빠른 세그먼트 무엇이든 모델 (FastSAM)

Q: What is FastSAM and how does it differ from SAM?

FastSAM의 줄임말인 고속 세그먼트 애니씽 모델은 객체 분할 작업에서 높은 성능을 유지하면서 계산 수요를 줄이도록 설계된 실시간 컨볼루션 신경망(CNN) 기반 솔루션입니다. 더 무거운 Transformer 기반 아키텍처를 사용하는 세그먼트 애니씽 모델(SAM)과 달리, FastSAM 은 Ultralytics YOLOv8 -seg를 활용하여 전체 인스턴스 세그먼트와 프롬프트 가이드 선택의 두 단계로 효율적인 인스턴스 세그먼테이션을 수행합니다.

Q: What are the practical applications of FastSAM?

FastSAM 는 실시간 세분화 성능이 필요한 다양한 컴퓨터 비전 작업에 유용합니다. 응용 분야는 다음과 같습니다: 다양한 사용자 상호작용 프롬프트를 처리할 수 있는 기능 덕분에 FastSAM 다양한 시나리오에 유연하게 적응할 수 있습니다.

Q: What types of prompts does FastSAM support for segmentation tasks?

FastSAM 는 세분화 작업을 안내하는 다양한 프롬프트 유형을 지원합니다: 이러한 유연성을 통해 FastSAM 다양한 사용자 상호작용 시나리오에 적응할 수 있어 여러 애플리케이션에서 활용도를 높일 수 있습니다. 이러한 프롬프트 사용에 대한 자세한 내용은 주요 기능 섹션을 참조하세요.

고속 세그먼트 모델(FastSAM)은 무엇이든 세그먼트 작업을 위한 새로운 실시간 CNN 기반 솔루션입니다. 이 작업은 다양한 사용자 상호작용 프롬프트를 기반으로 이미지 내의 모든 물체를 분할하도록 설계되었습니다. FastSAM ) 경쟁력 있는 성능을 유지하면서 계산 수요를 크게 줄여 다양한 비전 작업에 실용적인 선택이 될 수 있습니다.

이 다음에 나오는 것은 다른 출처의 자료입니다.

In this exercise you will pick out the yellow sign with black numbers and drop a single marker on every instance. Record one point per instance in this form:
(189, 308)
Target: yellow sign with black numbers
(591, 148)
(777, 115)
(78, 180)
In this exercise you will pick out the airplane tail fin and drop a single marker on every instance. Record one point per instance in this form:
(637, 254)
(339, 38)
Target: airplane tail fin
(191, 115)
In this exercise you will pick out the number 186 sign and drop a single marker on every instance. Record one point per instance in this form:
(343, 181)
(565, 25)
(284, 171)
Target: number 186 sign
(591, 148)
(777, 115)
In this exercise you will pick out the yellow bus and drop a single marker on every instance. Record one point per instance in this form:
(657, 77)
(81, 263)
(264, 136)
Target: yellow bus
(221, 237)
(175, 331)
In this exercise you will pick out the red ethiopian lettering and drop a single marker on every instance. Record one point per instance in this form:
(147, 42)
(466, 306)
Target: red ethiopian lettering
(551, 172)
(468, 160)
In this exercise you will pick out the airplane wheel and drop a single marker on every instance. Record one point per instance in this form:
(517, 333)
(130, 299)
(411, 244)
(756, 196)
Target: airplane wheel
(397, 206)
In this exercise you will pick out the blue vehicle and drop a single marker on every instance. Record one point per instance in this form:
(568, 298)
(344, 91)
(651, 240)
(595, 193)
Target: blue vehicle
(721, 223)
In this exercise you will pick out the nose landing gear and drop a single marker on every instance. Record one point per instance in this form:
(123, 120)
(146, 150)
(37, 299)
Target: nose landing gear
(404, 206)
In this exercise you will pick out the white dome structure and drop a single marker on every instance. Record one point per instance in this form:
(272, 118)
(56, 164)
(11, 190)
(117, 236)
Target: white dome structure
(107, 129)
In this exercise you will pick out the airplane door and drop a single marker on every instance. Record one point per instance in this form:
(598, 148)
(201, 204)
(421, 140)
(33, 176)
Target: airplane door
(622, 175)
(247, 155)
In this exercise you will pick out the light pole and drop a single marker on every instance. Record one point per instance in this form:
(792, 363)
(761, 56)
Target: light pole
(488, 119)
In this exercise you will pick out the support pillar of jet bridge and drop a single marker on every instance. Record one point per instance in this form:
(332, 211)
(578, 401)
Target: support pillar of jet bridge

Watch: FastSAM 를 사용한 개체 추적 Ultralytics

모델 아키텍처

패스트 세그먼트 애니씽 모델 (FastSAM) 아키텍처 개요

개요

FastSAM is designed to address the limitations of the Segment Anything Model (SAM), a heavy Transformer model with substantial computational resource requirements. The FastSAM decouples the segment anything task into two sequential stages: all-instance segmentation and prompt-guided selection. The first stage uses YOLOv8-seg to produce the segmentation masks of all instances in the image. In the second stage, it outputs the region-of-interest corresponding to the prompt.

주요 기능

실시간 솔루션: FastSAM 은 CNN의 계산 효율성을 활용하여 세그먼트 애니웨어 작업을 위한 실시간 솔루션을 제공하므로 빠른 결과가 필요한 산업 애플리케이션에 유용합니다.
효율성 및 성능: FastSAM 성능 품질은 그대로 유지하면서 컴퓨팅 및 리소스 요구량을 크게 줄였습니다. SAM 와 비슷한 성능을 제공하지만 컴퓨팅 리소스를 대폭 줄여 실시간 애플리케이션을 구현할 수 있습니다.
프롬프트 안내 세그먼트: FastSAM 는 다양한 사용자 상호작용 프롬프트에 따라 이미지 내의 모든 개체를 세그먼트화하여 다양한 시나리오에서 유연성과 적응성을 제공합니다.
YOLOv8 -seg 기반: FastSAM 은 인스턴스 분할 분기가 장착된 객체 검출기인 YOLOv8-seg를 기반으로 합니다. 이를 통해 이미지의 모든 인스턴스에 대한 분할 마스크를 효과적으로 생성할 수 있습니다.
벤치마크에서의 경쟁력 있는 결과: MS COCO의 객체 제안 작업에서 FastSAM 은 단일 RTX 3090보다 훨씬 빠른 속도로 높은 점수를 획득했습니다. SAM 단일 NVIDIA RTX 3090보다 훨씬 빠른 속도로 높은 점수를 획득하여 효율성과 성능을 입증했습니다.
실용적인 애플리케이션: 제안된 접근 방식은 현재 방법보다 수십, 수백 배 빠른 속도로 수많은 비전 작업을 위한 새롭고 실용적인 솔루션을 제공합니다.
모델 압축 가능성: FastSAM 은 구조에 인공적인 선행 요소를 도입하여 계산 노력을 크게 줄일 수 있는 경로의 가능성을 보여줌으로써 일반적인 비전 작업을 위한 대규모 모델 아키텍처의 새로운 가능성을 열어줍니다.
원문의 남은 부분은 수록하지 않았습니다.